Philadelphia’s Wild Celebration
After defeating the Minnesota Vikings 38-7 to win the NFC Championship, fans of the Philadelphia Eagles took to the streets in celebration. In preparation for any craziness on the streets of Philly after the game, Philadelphia police greased all of the light posts hoping to prevent people from climbing them. Though their efforts were noble, they just proved to make a game out of climbing them for some, though the majority of people decided to celebrate in other creative ways. Police were heavy on the scene, but stayed out-of-the-way of the massive crowd that ironically would’ve done less damage to the city had they lost.
Several cars were tipped over and several windows were smashed to honor Philly’s winning team. Hundreds of people dyed green were seen running naked through city streets, and hundreds more were seen jumping off of buildings into huge piles of snow. EMS treated several people for alcohol poisoning and hypothermia, most of whom were treated for both. Philadelphia Fire Chief Tom Moran said:
Everybody was out on duty tonight, knowing that win or lose, it would be chaos. We knew that we would be treating alcohol and weather exposure, they usually go hand in hand.
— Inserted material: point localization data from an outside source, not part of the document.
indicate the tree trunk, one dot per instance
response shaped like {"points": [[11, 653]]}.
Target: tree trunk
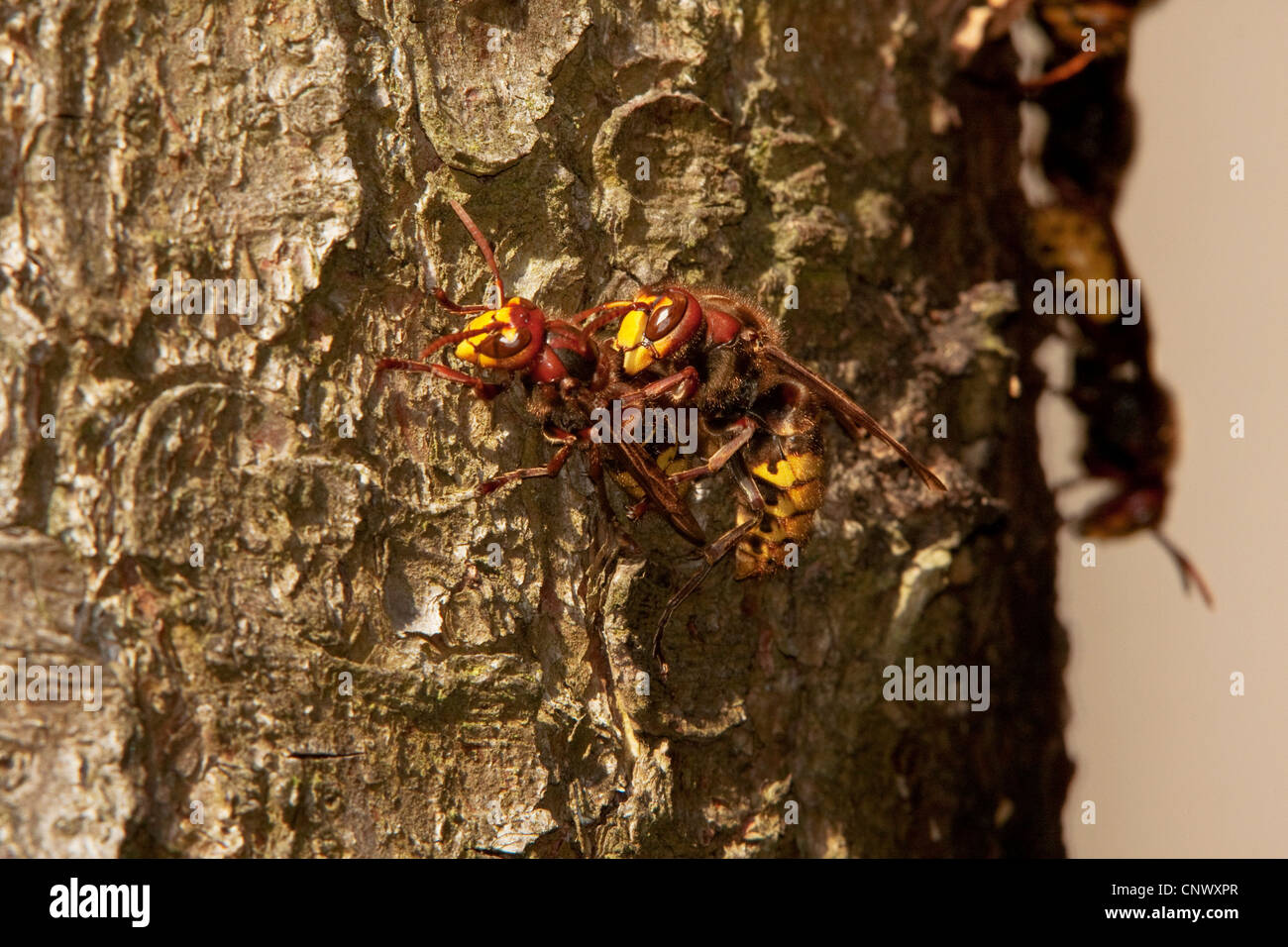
{"points": [[308, 646]]}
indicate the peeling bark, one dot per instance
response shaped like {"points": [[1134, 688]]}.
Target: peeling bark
{"points": [[313, 147]]}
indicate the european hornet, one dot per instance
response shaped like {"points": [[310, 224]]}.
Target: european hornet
{"points": [[561, 368], [760, 410], [1065, 22], [707, 350], [1131, 427]]}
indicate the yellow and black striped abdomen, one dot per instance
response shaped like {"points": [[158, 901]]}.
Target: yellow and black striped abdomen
{"points": [[789, 472]]}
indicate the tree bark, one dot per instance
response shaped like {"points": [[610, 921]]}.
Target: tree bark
{"points": [[343, 669]]}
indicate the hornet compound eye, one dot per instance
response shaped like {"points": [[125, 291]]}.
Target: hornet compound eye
{"points": [[507, 342], [666, 317]]}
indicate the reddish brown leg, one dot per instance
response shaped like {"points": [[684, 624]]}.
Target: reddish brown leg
{"points": [[720, 458], [552, 470], [688, 377], [1067, 69], [483, 389], [456, 337], [711, 554]]}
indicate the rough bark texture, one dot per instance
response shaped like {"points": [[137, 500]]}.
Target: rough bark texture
{"points": [[313, 146]]}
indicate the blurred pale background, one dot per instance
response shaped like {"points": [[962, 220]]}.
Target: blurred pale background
{"points": [[1175, 764]]}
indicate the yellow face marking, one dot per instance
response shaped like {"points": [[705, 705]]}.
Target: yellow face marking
{"points": [[467, 350], [797, 468]]}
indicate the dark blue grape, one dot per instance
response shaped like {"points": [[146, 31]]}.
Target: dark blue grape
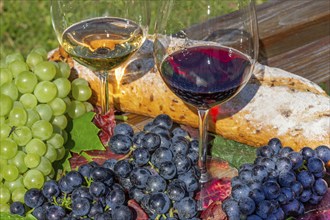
{"points": [[161, 155], [151, 141], [155, 183], [323, 152], [122, 213], [95, 209], [17, 208], [271, 189], [167, 170], [178, 131], [257, 195], [80, 207], [230, 206], [264, 209], [97, 189], [296, 159], [139, 177], [120, 144], [275, 144], [124, 129], [39, 213], [240, 191], [33, 198], [163, 120], [55, 212], [285, 151], [50, 189], [306, 178], [141, 156], [246, 206], [122, 168], [187, 208], [320, 187], [307, 153], [315, 165], [115, 198], [286, 179], [85, 170], [182, 163]]}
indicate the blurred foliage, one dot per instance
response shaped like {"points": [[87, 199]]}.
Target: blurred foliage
{"points": [[25, 24]]}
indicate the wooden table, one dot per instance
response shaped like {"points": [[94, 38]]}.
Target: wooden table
{"points": [[294, 36]]}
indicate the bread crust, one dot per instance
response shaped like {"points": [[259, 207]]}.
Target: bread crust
{"points": [[274, 103]]}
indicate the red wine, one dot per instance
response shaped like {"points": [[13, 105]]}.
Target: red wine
{"points": [[205, 76]]}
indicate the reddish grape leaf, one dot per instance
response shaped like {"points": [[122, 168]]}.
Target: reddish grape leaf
{"points": [[84, 134]]}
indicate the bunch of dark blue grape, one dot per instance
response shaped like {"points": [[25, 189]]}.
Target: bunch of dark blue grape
{"points": [[279, 183], [161, 171], [92, 192]]}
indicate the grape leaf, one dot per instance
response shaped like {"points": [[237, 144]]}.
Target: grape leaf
{"points": [[233, 152], [7, 216], [83, 134]]}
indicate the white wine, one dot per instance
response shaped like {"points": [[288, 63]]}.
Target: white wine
{"points": [[103, 43]]}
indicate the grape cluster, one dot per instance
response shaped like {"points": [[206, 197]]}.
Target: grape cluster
{"points": [[161, 172], [279, 183], [37, 100]]}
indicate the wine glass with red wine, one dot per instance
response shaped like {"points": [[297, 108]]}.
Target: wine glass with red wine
{"points": [[101, 35], [205, 58]]}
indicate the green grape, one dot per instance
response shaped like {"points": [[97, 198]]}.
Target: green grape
{"points": [[56, 140], [18, 194], [22, 135], [79, 81], [64, 69], [45, 111], [60, 153], [33, 179], [33, 116], [17, 116], [45, 91], [42, 51], [10, 90], [51, 153], [17, 66], [28, 100], [8, 149], [14, 57], [18, 161], [4, 131], [45, 71], [32, 160], [6, 104], [58, 106], [5, 76], [42, 129], [12, 185], [33, 58], [45, 166], [26, 81], [81, 92], [4, 195], [89, 107], [63, 87], [36, 146], [60, 121], [10, 172], [76, 109]]}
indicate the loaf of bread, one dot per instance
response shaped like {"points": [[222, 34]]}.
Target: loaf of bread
{"points": [[274, 103]]}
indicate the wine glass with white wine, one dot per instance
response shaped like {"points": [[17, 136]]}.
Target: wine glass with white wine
{"points": [[101, 34]]}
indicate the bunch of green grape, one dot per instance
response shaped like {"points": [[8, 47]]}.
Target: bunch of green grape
{"points": [[36, 101]]}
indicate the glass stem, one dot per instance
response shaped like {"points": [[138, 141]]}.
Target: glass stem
{"points": [[104, 91], [202, 162]]}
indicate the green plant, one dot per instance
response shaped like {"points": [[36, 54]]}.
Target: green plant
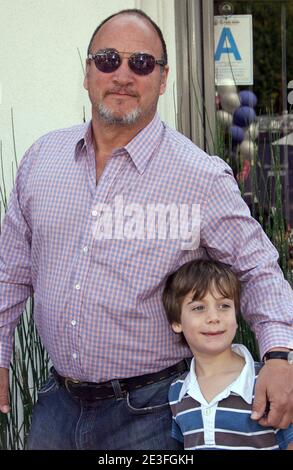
{"points": [[30, 363]]}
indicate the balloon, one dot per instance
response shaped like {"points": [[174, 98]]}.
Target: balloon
{"points": [[224, 118], [252, 131], [248, 98], [237, 134], [244, 116], [247, 150], [230, 102]]}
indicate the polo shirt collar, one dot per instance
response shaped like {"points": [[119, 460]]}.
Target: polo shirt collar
{"points": [[243, 385]]}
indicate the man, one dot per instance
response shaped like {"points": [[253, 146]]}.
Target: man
{"points": [[79, 233]]}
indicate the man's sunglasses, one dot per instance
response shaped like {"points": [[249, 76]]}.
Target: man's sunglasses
{"points": [[109, 60]]}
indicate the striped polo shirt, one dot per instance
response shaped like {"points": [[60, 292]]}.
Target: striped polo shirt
{"points": [[224, 422]]}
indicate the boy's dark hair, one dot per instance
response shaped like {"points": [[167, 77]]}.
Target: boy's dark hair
{"points": [[141, 14], [198, 277]]}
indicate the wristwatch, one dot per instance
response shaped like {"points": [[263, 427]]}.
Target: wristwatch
{"points": [[287, 355]]}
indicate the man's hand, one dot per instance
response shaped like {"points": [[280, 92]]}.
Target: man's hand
{"points": [[4, 385], [275, 386]]}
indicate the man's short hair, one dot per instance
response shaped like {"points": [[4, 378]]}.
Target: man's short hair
{"points": [[199, 276], [141, 14]]}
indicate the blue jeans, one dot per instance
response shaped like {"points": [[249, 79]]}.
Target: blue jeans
{"points": [[140, 420]]}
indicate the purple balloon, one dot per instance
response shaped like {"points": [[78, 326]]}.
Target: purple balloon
{"points": [[243, 116], [247, 98], [237, 134]]}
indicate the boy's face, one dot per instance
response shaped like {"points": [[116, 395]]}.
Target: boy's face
{"points": [[209, 325]]}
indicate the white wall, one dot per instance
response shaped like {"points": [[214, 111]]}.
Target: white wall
{"points": [[40, 70]]}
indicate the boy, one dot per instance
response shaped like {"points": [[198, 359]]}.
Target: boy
{"points": [[211, 405]]}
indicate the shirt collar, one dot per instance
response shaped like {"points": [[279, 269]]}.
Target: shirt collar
{"points": [[140, 149], [84, 140], [243, 385]]}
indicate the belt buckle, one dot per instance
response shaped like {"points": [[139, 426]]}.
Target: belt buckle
{"points": [[68, 380]]}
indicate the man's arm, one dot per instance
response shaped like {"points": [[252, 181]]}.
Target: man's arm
{"points": [[15, 272], [232, 236]]}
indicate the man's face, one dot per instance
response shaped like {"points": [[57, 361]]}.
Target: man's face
{"points": [[123, 97]]}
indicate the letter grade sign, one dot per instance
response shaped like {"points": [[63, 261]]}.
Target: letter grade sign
{"points": [[233, 50]]}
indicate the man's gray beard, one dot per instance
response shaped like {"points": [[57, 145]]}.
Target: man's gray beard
{"points": [[109, 118]]}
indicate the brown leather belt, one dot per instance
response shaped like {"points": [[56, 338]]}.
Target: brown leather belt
{"points": [[91, 391]]}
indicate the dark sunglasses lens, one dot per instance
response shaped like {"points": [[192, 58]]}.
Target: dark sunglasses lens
{"points": [[107, 62], [142, 64]]}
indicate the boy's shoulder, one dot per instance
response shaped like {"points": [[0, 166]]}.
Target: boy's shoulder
{"points": [[176, 386]]}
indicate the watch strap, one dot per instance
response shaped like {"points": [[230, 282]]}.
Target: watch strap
{"points": [[286, 355]]}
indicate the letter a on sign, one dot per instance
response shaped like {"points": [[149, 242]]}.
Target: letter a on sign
{"points": [[227, 38]]}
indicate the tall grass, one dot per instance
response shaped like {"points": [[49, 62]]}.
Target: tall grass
{"points": [[30, 363]]}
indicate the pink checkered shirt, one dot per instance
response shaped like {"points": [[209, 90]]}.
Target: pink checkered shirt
{"points": [[98, 305]]}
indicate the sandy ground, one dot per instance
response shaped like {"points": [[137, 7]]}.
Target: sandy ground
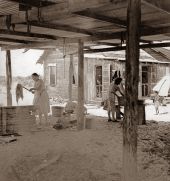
{"points": [[93, 154], [90, 155]]}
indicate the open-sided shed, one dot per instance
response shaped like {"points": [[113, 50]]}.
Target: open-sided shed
{"points": [[78, 25]]}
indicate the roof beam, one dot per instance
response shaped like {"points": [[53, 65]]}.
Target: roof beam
{"points": [[90, 14], [158, 4], [34, 3], [58, 10], [25, 34], [64, 28], [119, 48], [11, 40], [60, 41]]}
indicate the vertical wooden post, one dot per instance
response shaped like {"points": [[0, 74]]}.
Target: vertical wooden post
{"points": [[8, 77], [70, 78], [131, 92], [80, 109]]}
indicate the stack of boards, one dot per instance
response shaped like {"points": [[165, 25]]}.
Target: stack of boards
{"points": [[18, 119]]}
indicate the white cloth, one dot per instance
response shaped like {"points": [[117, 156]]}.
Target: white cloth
{"points": [[41, 98]]}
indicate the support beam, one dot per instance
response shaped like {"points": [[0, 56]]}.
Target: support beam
{"points": [[80, 107], [27, 35], [144, 33], [119, 48], [65, 28], [90, 14], [8, 77], [163, 6], [11, 40], [58, 10], [131, 92], [70, 78], [33, 3]]}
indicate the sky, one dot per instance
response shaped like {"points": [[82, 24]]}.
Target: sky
{"points": [[23, 64]]}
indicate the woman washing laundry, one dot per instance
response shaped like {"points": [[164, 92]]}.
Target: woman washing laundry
{"points": [[41, 98], [114, 89]]}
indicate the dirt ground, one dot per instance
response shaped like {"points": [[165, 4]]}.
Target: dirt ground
{"points": [[90, 155]]}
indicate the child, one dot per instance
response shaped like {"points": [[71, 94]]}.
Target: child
{"points": [[156, 102]]}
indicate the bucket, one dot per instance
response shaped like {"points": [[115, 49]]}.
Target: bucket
{"points": [[57, 111]]}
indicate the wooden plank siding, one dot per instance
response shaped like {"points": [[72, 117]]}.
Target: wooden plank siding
{"points": [[155, 73]]}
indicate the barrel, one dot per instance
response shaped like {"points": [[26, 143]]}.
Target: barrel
{"points": [[17, 119], [57, 111]]}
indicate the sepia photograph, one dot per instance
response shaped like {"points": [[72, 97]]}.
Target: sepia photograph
{"points": [[84, 90]]}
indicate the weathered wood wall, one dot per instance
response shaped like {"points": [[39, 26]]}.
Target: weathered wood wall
{"points": [[157, 71]]}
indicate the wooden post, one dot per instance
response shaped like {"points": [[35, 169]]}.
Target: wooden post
{"points": [[70, 78], [8, 77], [80, 108], [131, 92]]}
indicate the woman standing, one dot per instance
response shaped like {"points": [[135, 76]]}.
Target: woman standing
{"points": [[41, 99], [114, 89]]}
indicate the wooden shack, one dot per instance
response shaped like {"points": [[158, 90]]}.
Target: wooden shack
{"points": [[99, 69], [127, 24]]}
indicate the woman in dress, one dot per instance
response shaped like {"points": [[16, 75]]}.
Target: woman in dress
{"points": [[114, 89], [41, 98]]}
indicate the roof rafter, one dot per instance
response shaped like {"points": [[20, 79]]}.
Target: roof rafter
{"points": [[25, 34], [64, 28], [119, 48], [11, 40], [158, 4], [91, 14]]}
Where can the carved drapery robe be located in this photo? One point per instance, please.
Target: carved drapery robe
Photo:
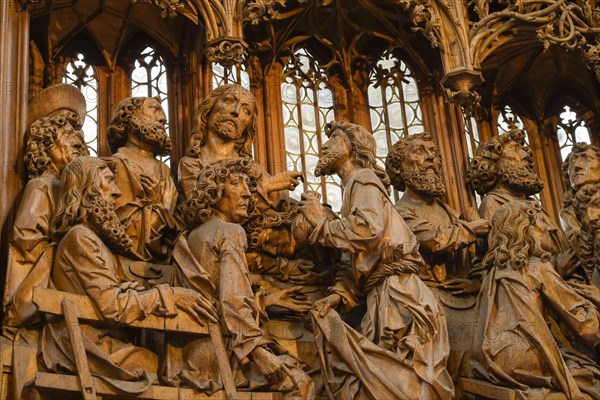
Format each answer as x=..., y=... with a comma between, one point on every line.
x=402, y=347
x=85, y=265
x=219, y=248
x=147, y=224
x=30, y=252
x=441, y=234
x=514, y=345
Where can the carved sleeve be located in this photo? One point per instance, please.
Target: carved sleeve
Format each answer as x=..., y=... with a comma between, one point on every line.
x=238, y=304
x=361, y=229
x=94, y=268
x=438, y=238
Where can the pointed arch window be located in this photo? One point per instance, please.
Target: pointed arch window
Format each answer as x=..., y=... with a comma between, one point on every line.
x=149, y=79
x=571, y=129
x=308, y=105
x=80, y=73
x=394, y=104
x=223, y=75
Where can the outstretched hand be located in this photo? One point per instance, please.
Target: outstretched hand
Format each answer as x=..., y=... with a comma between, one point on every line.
x=195, y=305
x=286, y=180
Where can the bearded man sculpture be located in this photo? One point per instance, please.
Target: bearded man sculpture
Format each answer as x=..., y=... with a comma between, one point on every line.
x=514, y=345
x=401, y=348
x=225, y=127
x=148, y=198
x=56, y=116
x=221, y=201
x=87, y=227
x=414, y=167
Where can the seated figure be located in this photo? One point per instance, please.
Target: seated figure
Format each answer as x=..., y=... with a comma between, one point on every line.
x=514, y=345
x=89, y=231
x=400, y=350
x=221, y=201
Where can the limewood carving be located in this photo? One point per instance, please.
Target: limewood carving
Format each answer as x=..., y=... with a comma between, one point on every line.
x=123, y=282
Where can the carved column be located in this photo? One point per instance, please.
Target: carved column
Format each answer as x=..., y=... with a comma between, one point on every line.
x=276, y=161
x=256, y=79
x=14, y=81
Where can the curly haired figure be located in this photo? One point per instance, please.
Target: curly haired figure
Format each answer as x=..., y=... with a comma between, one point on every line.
x=136, y=134
x=514, y=345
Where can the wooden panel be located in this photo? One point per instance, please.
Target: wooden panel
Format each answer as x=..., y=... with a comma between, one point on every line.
x=49, y=301
x=69, y=383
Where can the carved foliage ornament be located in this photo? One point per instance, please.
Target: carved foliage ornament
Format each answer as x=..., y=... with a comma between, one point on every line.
x=226, y=51
x=170, y=8
x=574, y=25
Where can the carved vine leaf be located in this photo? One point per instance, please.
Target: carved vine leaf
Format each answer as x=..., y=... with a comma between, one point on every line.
x=263, y=10
x=423, y=16
x=574, y=25
x=170, y=8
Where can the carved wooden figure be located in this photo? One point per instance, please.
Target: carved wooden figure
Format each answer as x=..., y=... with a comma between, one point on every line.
x=401, y=347
x=414, y=166
x=225, y=127
x=55, y=119
x=89, y=232
x=148, y=198
x=221, y=201
x=514, y=345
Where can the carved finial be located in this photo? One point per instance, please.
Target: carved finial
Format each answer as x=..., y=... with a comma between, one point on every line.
x=226, y=51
For only a drunk man sleeps in the snow.
A handful of trees were ripped from the ground due to the overwhelming weight from the numerous people who had climbed them. Graffiti and broken beer bottles line the streets, and several eye witnesses say a bald eagles nest was decorated by a group of drunken men who climbed a large tree and found it. One man was attacked by a lion after several people broke into the Philadelphia Zoo to praise the eagles and to leave them offerings, details are still sketchy. The majority of all the animals in the zoo were also let out. Police are still warning people to be cautious while walking in secluded areas as several animals, including a tiger and a gorilla, are still missing.
Several Vikings fans were attacked along with a dozen men who just had long hair, tattoos, and an earring or two. The workday and school day in Philly will be delayed by as much as 36 hours this morning. Several naked green men and women are said to still be roaming the city. Over 300 yards in the surrounding suburbs have been dyed green, along with over 700 strange snowmen in random locations adorned with beer bottles, and football paraphernalia have been constructed.